須賀川市は名誉市民で今も特撮の神様と親しまれる円谷英二監督たちが様々な技術を生み出した特撮を後世に残すべく様々な取り組みをしてきたが、さらにその活動を進めるため、今年3月に特撮文化振興基本方針「空想を現実に」を策定する。
特撮は巨大怪獣が市街地をかっ歩するなど現実では起こらない場面と画面内に生み出す、特殊撮影の略語。
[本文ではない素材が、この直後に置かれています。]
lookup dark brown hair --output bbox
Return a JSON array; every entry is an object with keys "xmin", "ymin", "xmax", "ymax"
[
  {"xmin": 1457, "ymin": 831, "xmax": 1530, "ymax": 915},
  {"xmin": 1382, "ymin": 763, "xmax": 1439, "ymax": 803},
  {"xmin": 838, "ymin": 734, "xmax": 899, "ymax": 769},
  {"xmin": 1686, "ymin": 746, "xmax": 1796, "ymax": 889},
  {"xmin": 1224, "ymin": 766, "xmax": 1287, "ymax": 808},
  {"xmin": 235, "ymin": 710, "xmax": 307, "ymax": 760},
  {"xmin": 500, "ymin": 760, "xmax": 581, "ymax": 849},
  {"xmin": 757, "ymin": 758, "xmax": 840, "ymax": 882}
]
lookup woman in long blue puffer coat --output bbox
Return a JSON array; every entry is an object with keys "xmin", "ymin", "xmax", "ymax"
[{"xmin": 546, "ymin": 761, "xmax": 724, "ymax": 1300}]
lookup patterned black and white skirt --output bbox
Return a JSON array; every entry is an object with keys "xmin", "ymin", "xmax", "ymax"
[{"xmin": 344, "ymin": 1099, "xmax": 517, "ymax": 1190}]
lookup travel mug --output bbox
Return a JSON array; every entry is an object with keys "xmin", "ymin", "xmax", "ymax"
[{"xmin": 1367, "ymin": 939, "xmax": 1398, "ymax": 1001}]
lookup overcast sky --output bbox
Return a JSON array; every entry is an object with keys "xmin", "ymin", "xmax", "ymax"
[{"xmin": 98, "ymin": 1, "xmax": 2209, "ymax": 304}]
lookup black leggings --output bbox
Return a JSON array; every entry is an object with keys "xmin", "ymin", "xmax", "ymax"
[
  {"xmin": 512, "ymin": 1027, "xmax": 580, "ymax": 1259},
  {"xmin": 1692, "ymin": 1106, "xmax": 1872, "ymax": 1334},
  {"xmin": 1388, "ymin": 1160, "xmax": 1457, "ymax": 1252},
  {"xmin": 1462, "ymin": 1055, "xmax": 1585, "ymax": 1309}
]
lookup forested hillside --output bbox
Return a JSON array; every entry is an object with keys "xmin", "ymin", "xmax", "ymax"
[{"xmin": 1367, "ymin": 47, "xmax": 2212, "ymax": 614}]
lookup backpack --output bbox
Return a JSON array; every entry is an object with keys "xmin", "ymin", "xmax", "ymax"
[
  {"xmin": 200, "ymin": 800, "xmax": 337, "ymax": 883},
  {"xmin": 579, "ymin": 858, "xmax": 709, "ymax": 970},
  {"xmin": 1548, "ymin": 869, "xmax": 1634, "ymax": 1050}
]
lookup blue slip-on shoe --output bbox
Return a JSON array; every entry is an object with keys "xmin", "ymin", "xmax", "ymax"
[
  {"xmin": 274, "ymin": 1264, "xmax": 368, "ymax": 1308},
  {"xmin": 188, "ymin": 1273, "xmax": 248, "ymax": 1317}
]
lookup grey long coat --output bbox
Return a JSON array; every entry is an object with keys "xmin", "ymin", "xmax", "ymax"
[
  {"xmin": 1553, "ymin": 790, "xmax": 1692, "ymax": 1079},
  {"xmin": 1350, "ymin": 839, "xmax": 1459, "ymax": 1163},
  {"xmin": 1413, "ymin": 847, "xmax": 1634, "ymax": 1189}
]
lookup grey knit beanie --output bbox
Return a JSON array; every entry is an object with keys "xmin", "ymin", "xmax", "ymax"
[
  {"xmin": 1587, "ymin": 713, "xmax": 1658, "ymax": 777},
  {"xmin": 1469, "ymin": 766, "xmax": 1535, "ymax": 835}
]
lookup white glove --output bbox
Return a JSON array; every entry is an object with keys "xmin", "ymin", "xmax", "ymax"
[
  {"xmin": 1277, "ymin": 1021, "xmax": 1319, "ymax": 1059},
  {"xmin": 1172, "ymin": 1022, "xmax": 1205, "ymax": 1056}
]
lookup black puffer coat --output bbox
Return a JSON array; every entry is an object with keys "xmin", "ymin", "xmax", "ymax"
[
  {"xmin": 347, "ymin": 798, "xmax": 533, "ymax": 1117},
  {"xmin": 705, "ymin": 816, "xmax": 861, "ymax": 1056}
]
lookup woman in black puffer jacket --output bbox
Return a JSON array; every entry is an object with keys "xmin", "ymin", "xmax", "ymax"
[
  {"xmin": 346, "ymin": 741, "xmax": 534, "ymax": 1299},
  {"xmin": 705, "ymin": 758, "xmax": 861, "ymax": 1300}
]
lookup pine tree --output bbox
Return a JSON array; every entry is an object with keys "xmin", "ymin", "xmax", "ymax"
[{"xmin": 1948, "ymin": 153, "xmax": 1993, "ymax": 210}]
円谷監督は多くの仲間とともに創意工夫を凝らしてゴジラやウルトラマンなどの名作を生み出した。
日本の特撮技術は世界の映像文化に大きな影響を与えたが、CG技術の発展とともに活躍の場が徐々に失われつつあり、かつての大作などでも使われた関連資料が廃棄や海外流出の危機にさらされていた。
市は特撮を後世に残し誇るべき文化ととらえ、当時の技術者の発想力や技術が詰まった関連資料を収集・保存・修復・調査研究する全国初の本格的な施設として、令和2年11月3日に特撮アーカイブセンターを開設し、1000点を超える展示物をひと目見ようと全国各地から多くの来場者が足を運び、総入館者数は昨年末で6万人を超えた。
さらに現代の特撮現場で活躍する現役のクリエーターたちを講師に迎え、各種ワークショップや講演会、昨年度から開講した特撮塾、円谷プロと連動した目抜き通りへの怪獣モニュメント設置などを展開してきた。
市は円谷監督の出身地だからこそ、特撮が文化として親しまれるまちを目指し、今回策定する特撮文化振興基本方針で各種施策の具体化を図り、第9次総合計画で掲げる「特撮が世界に誇るべき文化として親しまれる」将来を目指す。
目標達成に向けて「特撮資料の収集・保存」「特撮文化の継承」「特撮文化の発信」「公民学の連携」「地域振興」「人材育成」の6つの柱を軸に展開する。
現在まで特撮アーカイブセンターを中心に取り組んできた収蔵庫の整備や特撮資料の修復・調査研究に加えて、市独自の「特撮文化財」指定制度を構築して、資料修復に関する支援やデータベース化を図っていく。
また新総合計画スタートに合わせて、市文化振興課内に特撮文化推進係を新設し、将来にわたって魅力発信と資料保存を通して、市民のシビックプライド醸成につなげていく。
27日までパブリックコメント募集 3月策定の特撮基本計画
須賀川市特撮文化振興基本方針策定に向けたパブリックコメント(意見公募)を27日まで市役所文化振興課などで募集している。
基本方針は特撮を文化として残していくために、市が継続して取り組むべき内容を定め、今年3月の策定を目指している。
基本方針(案)は文化振興課のほか、tette、長沼・岩瀬両市民サービスセンター、各公民館、特撮アーカイブセンターに資料を配置するほか、市ホームページでも公開する。